It is essential to study time series of past oceanic records because they can explain mechanisms behind changes in ocean-climate interactions, reveal potential effects of extreme, not yet observed climatic changes on marine ecosystems and place present-day decadal monitoring time series in a millennial perspective. The ‘ClimaGreen’ project focuses on modelling oceanographic conditions and marine productivity in West Greenland over the past 12,000 years (Holocene epoch) and projecting trends for the 21st century. ‘Knowing the past may reveal the future’. To achieve this, we use an innovative combination of data:
- Present-day monitoring: phytoplankton
- Remote sensing: sea ice, temperature, salinity
- Fossil time series from sediment cores: phytoplankton shells
The study area comprises a large fjord system (Godthåbsfjord) that extends to the shelf area (Fyllas Banke) and a marine bay (Disko Bay) that is perfectly suited to investigate the glacial and oceanic impact on the coastal ecosystems due to its direct connection with the Greenland Ice Sheet and the North Atlantic Ocean.
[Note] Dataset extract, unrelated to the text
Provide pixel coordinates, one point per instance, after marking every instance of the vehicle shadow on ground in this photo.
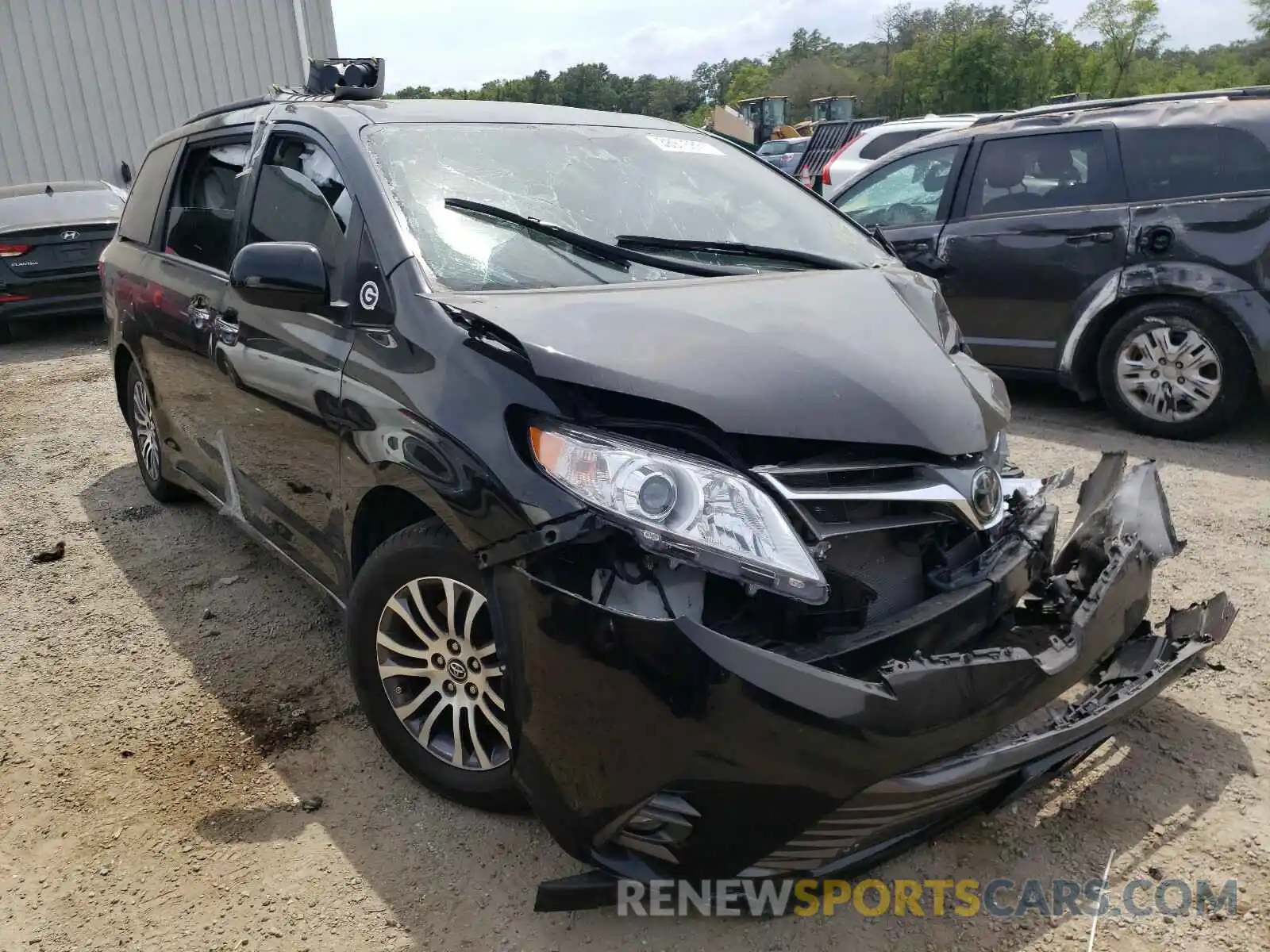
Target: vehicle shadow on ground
(454, 877)
(54, 340)
(1049, 414)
In order to evaluate the impact of climate changes on coastal ecosystems, the project focuses on the key climate events during the Holocene: deglaciation of the Greenland Ice Sheet, early Holocene warming, ‘Holocene Climate Optimum’, late Holocene cooling (‘Little Ice Age’) and the present-day warming. This project investigates the influence of the North Atlantic Ocean and the Greenland Ice Sheet on the coastal ecosystem dynamics from the perspective of centennial to millennial climate changes. Moreover, studying the influence of climatic and marine environmental changes on the migration patterns and shifts in human settlements may provide valuable information on their adaptation and survival strategies.